Si seulement 0,6% des violeurs sont condamnés par la justice, cela s’explique par un système policier et judiciaire défaillant. C’est ce que me raconte Jade : « Des amies ont été violées et n’osent pas porter plainte, d’une part parce qu’elles ont peur de revoir leur violeur mais surtout parce qu’elles sont convaincues que la justice ne les croira pas ou cherchera ‘la petite bête’ ». Charline accepte ensuite de se livrer, en soutien à une de ses amies : « elle est allée porter plainte cet été pour attouchements et tentative de viol lors d’une soirée et la police n’a pas pris sa plainte en lui répondant qu’il n’y avait pas eu de véritable viol donc que ce n’était rien et que ‘ça allait’ ».
Choquée par ces histoires reflétant l’inaction affligeante de notre système judiciaire, je rencontre ensuite Marie, pour qui cette marche annuelle contre les violences sexistes et sexuelles est très importante : « je suis là tous les mois de novembre depuis l’appel de 2019 parce que depuis, le nombre de femmes tuées sous les coups de leurs maris augmente chaque année et il n’y a toujours rien qui est fait. Cela devient absolument urgent que le gouvernement mène une action concrète. » Laura poursuit le même raisonnement : « on voit que chaque année le nombre de féminicides est aberrant et pas croyable mais pourtant toujours en hausse, donc chaque année nous revenons manifester. » Eugénie m’explique ensuite : « si on continue à ne pas en parler, cela perpétue la honte et le secret donc cela se répète inévitablement. Il faut que les mentalités changent. »

Une lutte en marche
J’entends derrière moi un groupe entonner l’Hymne des Femmes et je pense à toutes les solutions qui ont été trouvées par des experts, soumises au gouvernement mais jamais appliquées. Deux pancartes particulièrement me sautent aux yeux : « 0,1% du PIB, c’est trop demander ? » et « des réformes avant qu’on soit mortes ».

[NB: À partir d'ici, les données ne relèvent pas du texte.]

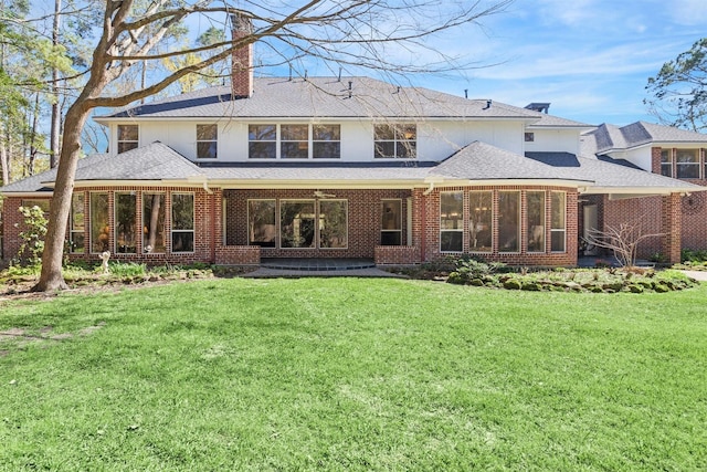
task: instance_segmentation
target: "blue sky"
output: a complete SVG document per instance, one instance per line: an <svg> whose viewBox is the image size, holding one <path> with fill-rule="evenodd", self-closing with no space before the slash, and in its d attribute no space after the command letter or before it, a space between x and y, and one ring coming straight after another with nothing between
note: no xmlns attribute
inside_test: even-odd
<svg viewBox="0 0 707 472"><path fill-rule="evenodd" d="M707 31L707 0L517 0L482 20L483 30L442 48L499 65L415 84L525 106L589 124L656 122L647 78Z"/></svg>

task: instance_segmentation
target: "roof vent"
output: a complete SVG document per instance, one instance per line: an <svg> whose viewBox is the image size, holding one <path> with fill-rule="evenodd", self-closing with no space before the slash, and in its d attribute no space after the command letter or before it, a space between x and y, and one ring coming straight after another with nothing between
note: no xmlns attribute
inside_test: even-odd
<svg viewBox="0 0 707 472"><path fill-rule="evenodd" d="M534 112L538 112L538 113L545 113L547 115L548 112L550 111L550 104L549 103L532 102L532 103L527 104L526 108L532 109Z"/></svg>

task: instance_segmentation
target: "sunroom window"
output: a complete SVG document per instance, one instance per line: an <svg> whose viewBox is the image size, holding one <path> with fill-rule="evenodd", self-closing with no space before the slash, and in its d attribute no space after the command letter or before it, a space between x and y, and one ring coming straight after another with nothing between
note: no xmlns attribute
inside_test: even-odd
<svg viewBox="0 0 707 472"><path fill-rule="evenodd" d="M469 251L490 252L493 243L493 196L489 191L471 191L468 193L468 230Z"/></svg>
<svg viewBox="0 0 707 472"><path fill-rule="evenodd" d="M553 191L550 196L550 249L552 252L566 252L567 193L563 191Z"/></svg>
<svg viewBox="0 0 707 472"><path fill-rule="evenodd" d="M545 192L526 193L528 252L545 252Z"/></svg>
<svg viewBox="0 0 707 472"><path fill-rule="evenodd" d="M498 192L498 251L520 252L520 192Z"/></svg>
<svg viewBox="0 0 707 472"><path fill-rule="evenodd" d="M137 252L137 228L135 225L137 198L135 192L115 195L115 252Z"/></svg>
<svg viewBox="0 0 707 472"><path fill-rule="evenodd" d="M673 149L661 150L661 174L673 177Z"/></svg>
<svg viewBox="0 0 707 472"><path fill-rule="evenodd" d="M462 252L464 244L464 192L440 193L440 251Z"/></svg>
<svg viewBox="0 0 707 472"><path fill-rule="evenodd" d="M163 253L166 243L165 195L143 193L143 251Z"/></svg>
<svg viewBox="0 0 707 472"><path fill-rule="evenodd" d="M172 252L194 251L194 195L172 193Z"/></svg>
<svg viewBox="0 0 707 472"><path fill-rule="evenodd" d="M381 202L380 244L402 244L402 200Z"/></svg>

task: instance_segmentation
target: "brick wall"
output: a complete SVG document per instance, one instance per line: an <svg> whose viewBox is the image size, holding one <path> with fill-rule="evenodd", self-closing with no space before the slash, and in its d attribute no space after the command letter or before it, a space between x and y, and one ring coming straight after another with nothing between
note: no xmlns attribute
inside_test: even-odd
<svg viewBox="0 0 707 472"><path fill-rule="evenodd" d="M321 189L324 193L335 195L334 199L348 200L348 248L262 248L263 258L374 258L374 248L380 244L381 200L400 199L402 201L403 229L402 241L407 241L405 214L408 211L408 190L341 190ZM225 243L226 245L247 245L247 200L314 200L314 190L224 190L225 199Z"/></svg>

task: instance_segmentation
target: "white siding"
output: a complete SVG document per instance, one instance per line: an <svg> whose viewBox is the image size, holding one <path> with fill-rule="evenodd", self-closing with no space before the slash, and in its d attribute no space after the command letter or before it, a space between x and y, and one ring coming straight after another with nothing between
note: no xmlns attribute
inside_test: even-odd
<svg viewBox="0 0 707 472"><path fill-rule="evenodd" d="M525 143L527 151L579 154L579 129L527 129L526 132L535 134L532 143Z"/></svg>
<svg viewBox="0 0 707 472"><path fill-rule="evenodd" d="M135 122L130 122L135 123ZM189 159L197 156L197 124L219 125L219 161L247 160L247 125L282 124L284 120L173 120L140 122L140 146L159 140ZM286 123L307 123L288 120ZM313 123L313 122L309 122ZM341 160L372 161L373 122L321 120L341 125ZM110 153L115 154L117 125L112 125ZM429 120L418 124L418 160L442 160L473 141L483 141L516 154L523 154L524 126L520 122Z"/></svg>

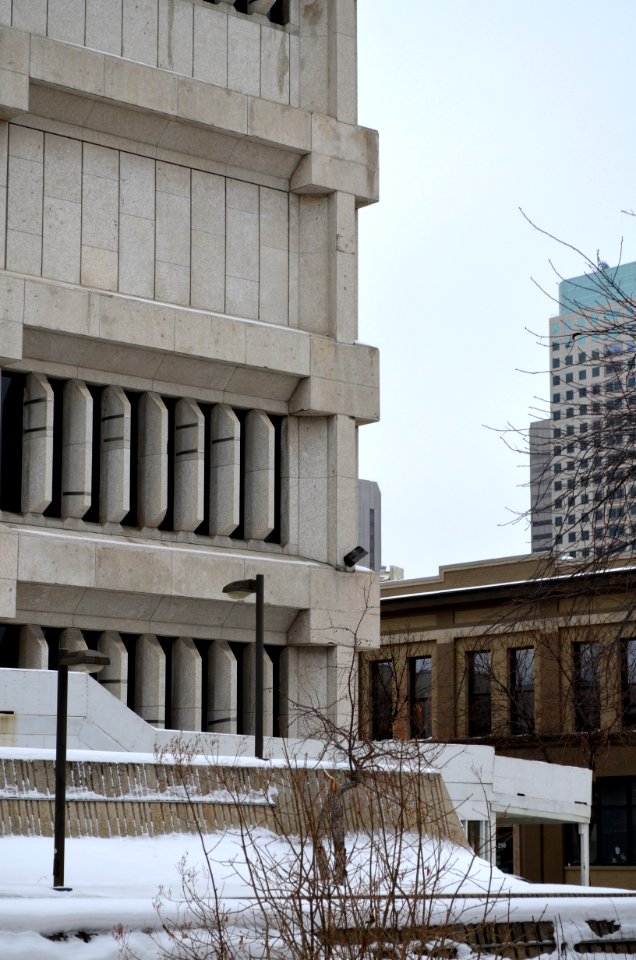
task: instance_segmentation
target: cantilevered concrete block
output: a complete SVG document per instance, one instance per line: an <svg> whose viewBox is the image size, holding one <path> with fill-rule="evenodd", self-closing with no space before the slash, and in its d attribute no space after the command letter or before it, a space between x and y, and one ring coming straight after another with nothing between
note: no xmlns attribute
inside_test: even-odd
<svg viewBox="0 0 636 960"><path fill-rule="evenodd" d="M236 733L236 657L226 640L215 640L208 658L208 717L210 733Z"/></svg>
<svg viewBox="0 0 636 960"><path fill-rule="evenodd" d="M60 650L88 650L88 644L82 631L78 630L77 627L68 627L66 630L62 630Z"/></svg>
<svg viewBox="0 0 636 960"><path fill-rule="evenodd" d="M155 636L137 638L135 649L135 712L153 727L166 720L166 655Z"/></svg>
<svg viewBox="0 0 636 960"><path fill-rule="evenodd" d="M201 729L201 654L190 637L172 648L172 718L175 730Z"/></svg>
<svg viewBox="0 0 636 960"><path fill-rule="evenodd" d="M175 408L174 528L196 530L204 517L205 420L194 400Z"/></svg>
<svg viewBox="0 0 636 960"><path fill-rule="evenodd" d="M231 407L212 411L210 533L228 536L240 520L241 425Z"/></svg>
<svg viewBox="0 0 636 960"><path fill-rule="evenodd" d="M31 624L20 627L18 666L21 670L48 670L49 645L41 627Z"/></svg>
<svg viewBox="0 0 636 960"><path fill-rule="evenodd" d="M46 377L30 373L22 416L22 510L42 513L53 496L53 390Z"/></svg>
<svg viewBox="0 0 636 960"><path fill-rule="evenodd" d="M254 733L254 697L256 668L256 644L250 644L243 654L243 730ZM263 734L271 737L274 723L274 667L265 651L263 653Z"/></svg>
<svg viewBox="0 0 636 960"><path fill-rule="evenodd" d="M130 401L121 387L102 393L101 523L119 523L130 510Z"/></svg>
<svg viewBox="0 0 636 960"><path fill-rule="evenodd" d="M91 505L93 398L85 383L64 385L62 516L83 517Z"/></svg>
<svg viewBox="0 0 636 960"><path fill-rule="evenodd" d="M261 410L245 420L245 539L264 540L274 529L274 424Z"/></svg>
<svg viewBox="0 0 636 960"><path fill-rule="evenodd" d="M100 634L97 648L110 659L103 667L97 679L114 697L126 703L128 700L128 651L124 641L114 630L105 630Z"/></svg>
<svg viewBox="0 0 636 960"><path fill-rule="evenodd" d="M168 410L158 393L139 402L137 516L140 527L158 527L168 509Z"/></svg>

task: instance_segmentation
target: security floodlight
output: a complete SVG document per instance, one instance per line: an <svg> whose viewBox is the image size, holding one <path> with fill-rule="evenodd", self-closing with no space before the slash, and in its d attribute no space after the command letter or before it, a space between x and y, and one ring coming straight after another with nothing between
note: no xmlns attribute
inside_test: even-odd
<svg viewBox="0 0 636 960"><path fill-rule="evenodd" d="M256 580L232 580L223 587L230 600L245 600L250 594L256 593Z"/></svg>
<svg viewBox="0 0 636 960"><path fill-rule="evenodd" d="M364 547L354 547L353 550L350 550L349 553L346 553L343 557L345 567L355 567L356 563L359 563L363 557L368 556L369 551L365 550Z"/></svg>
<svg viewBox="0 0 636 960"><path fill-rule="evenodd" d="M59 665L61 667L75 667L83 673L99 673L102 667L107 667L110 659L105 653L96 650L62 650L60 651Z"/></svg>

En effet, tous les militants ainsi que les différents collectifs, les ONG et les spécialistes réclament 2 milliards d’euros au gouvernement français afin de mettre en place des mesures concrètes pour lutter contre les violences sexistes et sexuelles. Parmi elles, le financement et la construction de foyers d’accueil de victimes de violences conjugales et de leurs enfants, un soutien psychologique et juridique gratuit, la mise en place de davantage de formations spéciales pour les policiers voire la création d’un pôle policier spécialisé dans ces violences afin d’éviter tout problème de refus de plainte ou de non prise en charge des victimes (65% des femmes mortes sous les coups de leur conjoint avaient déjà porté plainte).
Je pense à toutes celles qui ne peuvent plus marcher et chanter avec nous aujourd’hui. A l’heure actuelle, plus de 125 femmes ont été tuées en 2022 parce qu’elles étaient femmes. A l’aube de 2023, il est temps de changer les choses, de faire avancer les mentalités et de briser les tabous pour faire cesser les violences.
Après un bel après-midi rythmé par la sororité, l’entraide, la bienveillance et surtout par la lutte pour une cause si importante, je m’apprête à reprendre le métro quand je lis cette phrase : « il est libre et le restera tandis que moi j’ai pris perpétuité le jour où il m’a violée ».
Par Capucine Schmit
Un grand merci à l’ensemble des personnes qui ont répondu à nos questions et qui nous ont livré leurs témoignages.